2020/07/30 10:29:50 Written by Canarian Weekly Business

The Canaries are already starting to feel the consequences of the British Government's decision to quarantine those who return from Spain.

Hoteliers have acknowledged that cancellations of the few UK bookings they had, have begun, and that winter bookings from British holidaymakers have been "brought to a halt" due to the uncertainty generated by the UK's decision to discourage travel to Spain, including the Canary Islands.

The British decision to discourage citizens to travel to Spain due to the increase in the rate of infections, which in the case of the Canary Islands continues to be well below those registered in the UK, has also led to many hotels deciding not to reopen.

The president of the Federation of Hospitality and Tourism Entrepreneurs (FEHT) of Las Palmas, José María Mañaricua, has highlighted two key aspects to put the real impact of these restrictions into perspective.
The first, he says, is that lights between the Canary Islands and the United Kingdom, were only resumed two weeks ago, and that the passengers figures of these planes "were already very low before the Foreign Office imposed 14 days of quarantine last weekend."

The short-term effect, on the already scarce tourist income expected by the sector before the quarantine decreed by the United Kingdom, therefore, although not negligible, is relative in the current context of the situation.

The second thing that will determine the consequences of the British decision, is the temporary one: if the restrictions were prolonged, the forecast of reactivation of the destination would be seriously affected, taking into account that one in three visitors comes from the United Kingdom. The problem is that there is no clear scenario on this.

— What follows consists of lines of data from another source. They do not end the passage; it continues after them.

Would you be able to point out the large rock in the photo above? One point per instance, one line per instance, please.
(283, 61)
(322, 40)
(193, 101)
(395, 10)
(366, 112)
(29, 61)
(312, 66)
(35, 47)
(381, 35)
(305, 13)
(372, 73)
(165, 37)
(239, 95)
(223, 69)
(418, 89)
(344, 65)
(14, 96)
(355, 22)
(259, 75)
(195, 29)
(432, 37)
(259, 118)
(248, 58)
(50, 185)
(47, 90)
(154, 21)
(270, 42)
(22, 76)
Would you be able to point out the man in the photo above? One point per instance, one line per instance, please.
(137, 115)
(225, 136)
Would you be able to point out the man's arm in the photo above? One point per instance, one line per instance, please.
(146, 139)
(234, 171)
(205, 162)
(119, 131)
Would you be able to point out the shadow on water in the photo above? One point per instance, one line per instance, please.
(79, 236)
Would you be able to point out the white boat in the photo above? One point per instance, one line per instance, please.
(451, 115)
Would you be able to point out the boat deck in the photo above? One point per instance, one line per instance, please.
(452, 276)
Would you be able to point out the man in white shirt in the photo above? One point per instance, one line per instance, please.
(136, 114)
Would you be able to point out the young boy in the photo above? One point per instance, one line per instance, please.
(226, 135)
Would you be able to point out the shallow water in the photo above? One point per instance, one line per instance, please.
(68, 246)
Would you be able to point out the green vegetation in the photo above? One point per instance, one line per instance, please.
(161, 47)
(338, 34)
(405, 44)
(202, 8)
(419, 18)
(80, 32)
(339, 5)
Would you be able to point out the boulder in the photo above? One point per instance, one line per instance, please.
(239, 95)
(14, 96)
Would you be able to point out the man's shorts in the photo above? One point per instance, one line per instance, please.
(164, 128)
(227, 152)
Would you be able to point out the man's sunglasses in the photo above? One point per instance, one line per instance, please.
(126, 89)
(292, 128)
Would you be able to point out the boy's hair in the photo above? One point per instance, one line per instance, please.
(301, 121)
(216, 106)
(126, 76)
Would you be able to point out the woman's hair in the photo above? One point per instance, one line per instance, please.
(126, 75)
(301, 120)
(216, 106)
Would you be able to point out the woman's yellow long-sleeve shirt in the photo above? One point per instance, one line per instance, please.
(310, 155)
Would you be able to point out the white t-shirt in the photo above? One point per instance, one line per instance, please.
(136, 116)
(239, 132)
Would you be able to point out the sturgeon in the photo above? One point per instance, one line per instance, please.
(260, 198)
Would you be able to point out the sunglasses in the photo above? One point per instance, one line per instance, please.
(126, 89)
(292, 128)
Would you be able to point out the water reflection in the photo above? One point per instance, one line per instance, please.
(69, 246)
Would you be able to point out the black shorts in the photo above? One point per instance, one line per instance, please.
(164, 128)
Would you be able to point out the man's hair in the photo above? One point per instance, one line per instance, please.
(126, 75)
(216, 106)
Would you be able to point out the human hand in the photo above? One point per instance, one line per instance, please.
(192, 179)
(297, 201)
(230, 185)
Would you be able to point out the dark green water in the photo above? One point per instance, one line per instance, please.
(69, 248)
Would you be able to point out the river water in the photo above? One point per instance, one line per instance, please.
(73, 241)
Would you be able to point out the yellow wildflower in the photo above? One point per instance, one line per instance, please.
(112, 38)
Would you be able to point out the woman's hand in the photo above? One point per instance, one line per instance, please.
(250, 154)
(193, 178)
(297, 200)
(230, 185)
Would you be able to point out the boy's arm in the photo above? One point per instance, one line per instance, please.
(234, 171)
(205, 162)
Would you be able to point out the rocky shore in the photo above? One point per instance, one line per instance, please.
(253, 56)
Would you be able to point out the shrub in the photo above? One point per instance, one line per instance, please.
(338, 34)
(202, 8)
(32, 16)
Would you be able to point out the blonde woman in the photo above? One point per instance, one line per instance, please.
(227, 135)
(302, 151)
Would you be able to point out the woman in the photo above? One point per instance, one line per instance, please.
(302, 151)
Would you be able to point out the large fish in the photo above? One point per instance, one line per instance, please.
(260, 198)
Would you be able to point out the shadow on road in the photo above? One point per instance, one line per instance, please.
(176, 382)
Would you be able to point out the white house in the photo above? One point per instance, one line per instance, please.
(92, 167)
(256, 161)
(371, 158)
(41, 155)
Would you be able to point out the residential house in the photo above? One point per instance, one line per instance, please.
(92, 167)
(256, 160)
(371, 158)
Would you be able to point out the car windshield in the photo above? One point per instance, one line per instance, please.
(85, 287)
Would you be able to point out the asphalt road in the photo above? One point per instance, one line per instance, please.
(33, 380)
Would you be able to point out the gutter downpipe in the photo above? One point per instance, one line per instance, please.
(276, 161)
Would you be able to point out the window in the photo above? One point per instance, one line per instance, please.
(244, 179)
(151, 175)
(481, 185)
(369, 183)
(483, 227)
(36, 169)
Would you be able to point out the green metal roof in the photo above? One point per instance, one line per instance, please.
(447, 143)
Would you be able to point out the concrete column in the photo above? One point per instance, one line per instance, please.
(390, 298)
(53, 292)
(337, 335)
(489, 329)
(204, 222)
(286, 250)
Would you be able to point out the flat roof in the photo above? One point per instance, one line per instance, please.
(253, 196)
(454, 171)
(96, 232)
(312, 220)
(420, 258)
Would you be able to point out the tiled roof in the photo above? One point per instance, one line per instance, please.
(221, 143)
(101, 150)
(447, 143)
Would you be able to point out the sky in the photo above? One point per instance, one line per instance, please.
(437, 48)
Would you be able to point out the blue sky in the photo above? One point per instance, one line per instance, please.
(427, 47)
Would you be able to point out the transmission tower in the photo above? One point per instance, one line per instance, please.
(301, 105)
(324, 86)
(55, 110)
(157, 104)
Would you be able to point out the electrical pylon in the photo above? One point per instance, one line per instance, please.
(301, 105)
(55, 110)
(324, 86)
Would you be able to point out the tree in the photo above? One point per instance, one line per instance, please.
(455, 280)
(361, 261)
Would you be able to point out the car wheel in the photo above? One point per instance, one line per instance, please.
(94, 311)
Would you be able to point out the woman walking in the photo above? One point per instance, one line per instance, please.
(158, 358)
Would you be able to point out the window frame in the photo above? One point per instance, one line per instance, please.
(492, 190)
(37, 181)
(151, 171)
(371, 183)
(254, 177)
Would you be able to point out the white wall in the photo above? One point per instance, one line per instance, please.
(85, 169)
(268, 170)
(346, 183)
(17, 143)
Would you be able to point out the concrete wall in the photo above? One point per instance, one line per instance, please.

The British Government is going to monitor Spain to make decisions week by week, so that from one day to the next it could change, and they lift the quarantine.
"And who knows what they'll do taking into account they imposed it for a territory like the Canary Islands, with a much lower incidence of infections than the UK itself," said Mañaricua.

What is clear, is that winter reservations have been "frozen" since the announcement, and time is against us: "Many people make their bookings in August for holidays in October, November and December. Nor can we avoid the risk that the British decide to book other destinations when they're in doubt about whether or not they can fly to the islands. But everything can change overnight," reiterates Mañaricua.

Yesterday Canary Islands airports operated 15 flights from the UK, but all landed with minimum passengers as primarily they had come to return tourists to their places of origin.